Поздно вечером, зачаровав собак, чтобы не подняли шум, Тартеш подобрался к дому старейшины, замер, прижавшись к толстой беленой стене. Серп истаял еще прошлой ночью, и теперь на деревню опустилась темнота, глубокая и древняя, пронизанная россыпью бессчетных звезд. Млечный путь сиял в вышине, словно отраженье реки, гремевшей под обрывом. Ее отголосок был повсюду: в воздухе, в земле, в водах колодца, и громче всего – в крови Тартеша.
Смятенье и тревога отступили, успокоенные рекой.
Тартеш закрыл глаза. По ту сторону стены были люди, – Тартеш чувствовал их тепло, слышал голоса. Вот ведунья, вот старейшина, его жена, старший сын… Но зачем здесь Химиш, зачем другие мужчины деревни? Почему они собрались в тесном доме, а не на улице, вокруг общего огня? Они не говорили – шептали, но с каждым мигом речь становилась все разборчивей, старейшина спрашивал, Нахо отвечала.

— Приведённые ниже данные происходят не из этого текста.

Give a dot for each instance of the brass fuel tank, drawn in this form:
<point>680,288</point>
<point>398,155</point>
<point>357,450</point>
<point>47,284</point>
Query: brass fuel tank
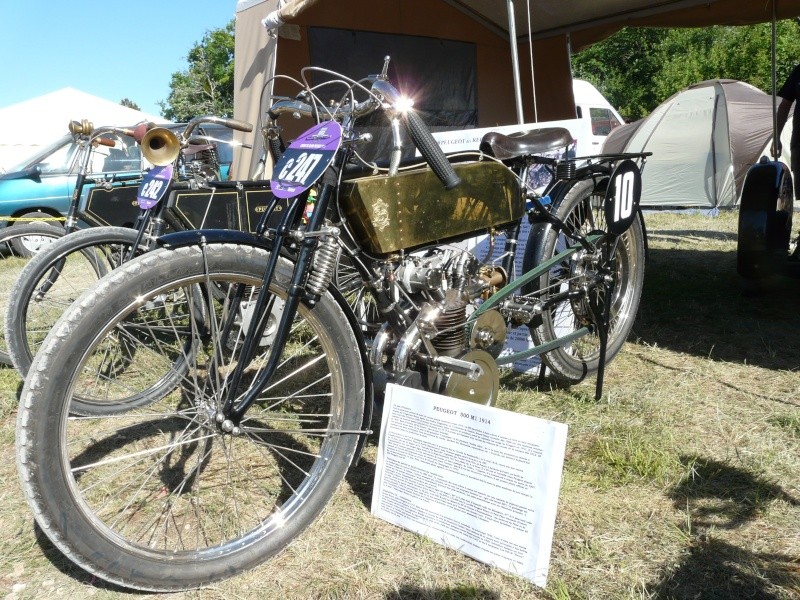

– …первый день луны, лучшее время...
– …все приготовили, как ты велела…
– …не бойтесь, будет в вашей власти…
Протяжно ухнула сова, и Тартеш отпрянул от стены. Не ведунья ли следит за ним глазами птиц? Ступая неслышно, он пошел прочь от дома старейшины, на берег. Вода гремела, как прежде, но уже не могла унять его страх, лишь вторила тревоге.
Здесь он провел всю ночь, весь следующий день. Спал на камнях: сперва сны были пропитаны страхом, отголосками жизни деревни, шепотом ведуньи, но потом пришло другое видение, обширное и бездонное.
В этом сне он был с отцом. Они шагали, по колено в воде. Широкая, спокойная река была их дорогой, а вокруг расстилался мир, незнакомый и прекрасный. Пологие холмы, выгоревшее от жары небо, солнце сияющее в каждом вдохе. Отец рассказывал что-то, а Тартеш кивал и смеялся.
Проснувшись, он долго сидел в оцепенении. Смотрел, как шипит вода в водоворотах, как брызги вспыхивают в солнечных лучах. Сон медленно отступал, но мысли не прояснялись. Звуки, доносившиеся из деревни, казались далекими и тусклыми. Тартеш не знал, что делать.